Saturday, May 8, 2010

Recipes of the Orient: rustic Indonesian chicken soup


In the early seventies my parents travelled to Java for their honeymoon. My mother made two crucial mistakes during this trip (not counting the whole motorcycle in the rice-paddy incident). The first: purchasing a bowl of “noodles” from a street stall. She struggled through a giant bowl of shredded steamed tripe. The second: made wise by her tripe experience, she purchased, in the twilight of an outdoor food market, a plate of long green beans. The first forkful revealed her error: each long, green bean was a whole chilli. This didn’t, however, deter her. The best food is always found by the side of the road, bought from makeshift ‘kitchens’, cooked right in front of you. The risk is tripe and chillies. The reward: fresh, local, flavourful, authentic deliciousness, the kind that defines a region or country or town.

When I was sixteen my mother took my younger brother and me on a holiday to Java. From Jakata to Jogjakata, she manoeuvred two children through language barriers and nine hour train trips without air-conditioning in tropical heat and strange food and upset stomachs and terrible hotel rooms.

This was an extraordinary experience. Ancient temples, magical palaces, tiered tea plantations, noise, stench, serenity, being-attacked-by-monkeys, religious shrines and rituals, military monuments, a live volcano.

Unsurprisingly my strongest memory* of this holiday is the temporary street stall that arrived at dusk outside out hotel and packed up when the last of the food disappeared. Comprising a single gas burner, a large pot, stackable plastic chairs and table, a tarpaulin canopy, and a shrivelled tiny ancient Indonesian women and her equally ancient and shrunken male counterpart, this stall purveyed chicken and vegetable soup.

The soup appeared to consist of nothing more that a truly ginormous pot, filled with ginger, garlic, onions and many whole chickens, which had simmered away until the chicken fell off the bones. The carcasses remained in the stock. When someone requested a bowl of soup (in my case, by pointing) various chopped vegetables were added, cooked and the soup served with a scoop of boiled white rice.

The make-shift tables were laden with various mismatched bottles of soya sauce, ketchup manis** and sweet chilli sauce, fresh chopped chilli and vinegar.

Relying on a combination of observation and Recipes of the Orient (published in 1968 and bought by my mother following her return from the honeymoon) my mother and I managed to develop a recipe which evokes (although never exactly captures) sup ayam in the twilight by the side of a Javanese road.

* other that the whole monkey incident, which occurred due to a misunderstanding about a breadfruit I had stashed in my backpack. Once I surrendered the fruit, the monkeys let me be.

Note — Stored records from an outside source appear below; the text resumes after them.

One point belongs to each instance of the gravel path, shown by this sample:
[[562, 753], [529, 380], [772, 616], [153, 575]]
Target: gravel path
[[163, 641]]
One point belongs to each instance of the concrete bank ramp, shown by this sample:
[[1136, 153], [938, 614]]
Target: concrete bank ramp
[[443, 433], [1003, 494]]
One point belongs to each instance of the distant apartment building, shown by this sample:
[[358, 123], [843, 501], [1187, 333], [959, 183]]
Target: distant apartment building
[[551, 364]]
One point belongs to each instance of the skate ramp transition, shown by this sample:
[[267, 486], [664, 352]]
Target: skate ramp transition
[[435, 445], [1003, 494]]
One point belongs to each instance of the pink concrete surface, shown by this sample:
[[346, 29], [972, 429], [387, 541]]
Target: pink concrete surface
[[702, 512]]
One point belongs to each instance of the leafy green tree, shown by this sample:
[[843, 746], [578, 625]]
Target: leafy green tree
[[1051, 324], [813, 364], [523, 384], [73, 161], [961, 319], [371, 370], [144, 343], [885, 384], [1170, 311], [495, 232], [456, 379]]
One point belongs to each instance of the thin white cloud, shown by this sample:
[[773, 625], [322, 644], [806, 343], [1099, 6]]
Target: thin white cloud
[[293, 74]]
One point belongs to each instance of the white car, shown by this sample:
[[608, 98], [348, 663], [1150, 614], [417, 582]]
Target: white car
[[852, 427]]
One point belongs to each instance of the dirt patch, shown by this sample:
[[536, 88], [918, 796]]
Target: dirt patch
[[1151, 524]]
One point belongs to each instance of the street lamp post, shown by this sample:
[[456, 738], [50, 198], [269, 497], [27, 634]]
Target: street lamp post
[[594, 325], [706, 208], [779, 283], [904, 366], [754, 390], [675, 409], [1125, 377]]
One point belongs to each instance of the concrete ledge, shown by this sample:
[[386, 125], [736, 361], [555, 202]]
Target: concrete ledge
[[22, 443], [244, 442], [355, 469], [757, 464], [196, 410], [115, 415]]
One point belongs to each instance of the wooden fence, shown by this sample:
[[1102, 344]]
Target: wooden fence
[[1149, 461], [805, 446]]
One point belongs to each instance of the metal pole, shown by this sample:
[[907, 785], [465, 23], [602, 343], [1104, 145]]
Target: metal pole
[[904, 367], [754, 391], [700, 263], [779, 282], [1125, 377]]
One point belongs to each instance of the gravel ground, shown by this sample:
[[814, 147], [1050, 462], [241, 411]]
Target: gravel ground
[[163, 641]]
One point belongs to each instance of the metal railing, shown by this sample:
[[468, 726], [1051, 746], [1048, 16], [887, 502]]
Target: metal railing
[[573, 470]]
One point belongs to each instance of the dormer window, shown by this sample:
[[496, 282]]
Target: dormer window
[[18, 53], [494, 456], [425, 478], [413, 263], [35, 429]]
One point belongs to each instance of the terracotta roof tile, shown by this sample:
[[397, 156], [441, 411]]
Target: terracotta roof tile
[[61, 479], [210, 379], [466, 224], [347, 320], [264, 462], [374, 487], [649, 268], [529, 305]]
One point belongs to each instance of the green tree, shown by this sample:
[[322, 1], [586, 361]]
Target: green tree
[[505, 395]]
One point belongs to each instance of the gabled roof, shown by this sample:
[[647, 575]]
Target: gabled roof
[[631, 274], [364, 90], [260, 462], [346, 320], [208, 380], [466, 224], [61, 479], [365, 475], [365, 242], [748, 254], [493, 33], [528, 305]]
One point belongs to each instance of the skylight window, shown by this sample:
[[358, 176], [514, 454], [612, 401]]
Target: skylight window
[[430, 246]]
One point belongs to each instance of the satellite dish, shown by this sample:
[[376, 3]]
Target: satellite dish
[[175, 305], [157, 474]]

** a lightly spiced and heavily sweetened soya sauce syrup



Sup ayam (Indonesian chicken soup)

Serves 6

1 whole chicken, free range. At least 1 kg (note – a 1 kg chicken will make enough for 4 people. For more serving, used a 1.5 kg chicken, or add additional vegetables)
3 inches ginger, grated (you can use less if you are not a big ginger fan, but it is a key feature of the soup)
6 cloves garlic, minced
2 onions, chopped into 1cm dice
2 tablespoon soya sauce
2 potatoes, cut into 1.5 cm dice
1 small head broccoli, cut into small pieces (use the stalk as well – trim and dice)
2 carrots, peeled and cut into 1.5 cm dice
½ head cauliflower, cut into small pieces
1 bunch bok choi or choi sum or similar

Boiled white rice and sweet chilli sauce, to serve

In a very large pot, add chicken, garlic, ginger and half the diced onion. Cover the chicken with cold water, bring to the boil. Reduce heat and simmer for about half an hour (essentially this poaches the chicken)

Remove chicken and set aside. Top up the chicken stock with additional water (you could use chicken or vegetable stock, but I don’t bother) and bring to the boil. Add 1 tablespoon soya sauce. Taste. If required, add remaining soya sauce and/or sea salt. If I’m being fancy, I skim and strain the stock – but it’s really not necessary.

When the chicken is cool enough to handle, remove and discard the skin, and shred the meat. Set aside. (This is both messy and time consuming. Alternatively, use 750 gm chicken mince, brown in a small amount of peanut oil, then add water, ginger etc).

Bring the stock back to the boil. Add potatoes and cook for about 5 minutes. Add remaining vegetables and onion, bring to the boil and cook for a further 5 minutes. Add chicken meat and heat through.

Serve with a spoonful of rice and sweet chilli sauce.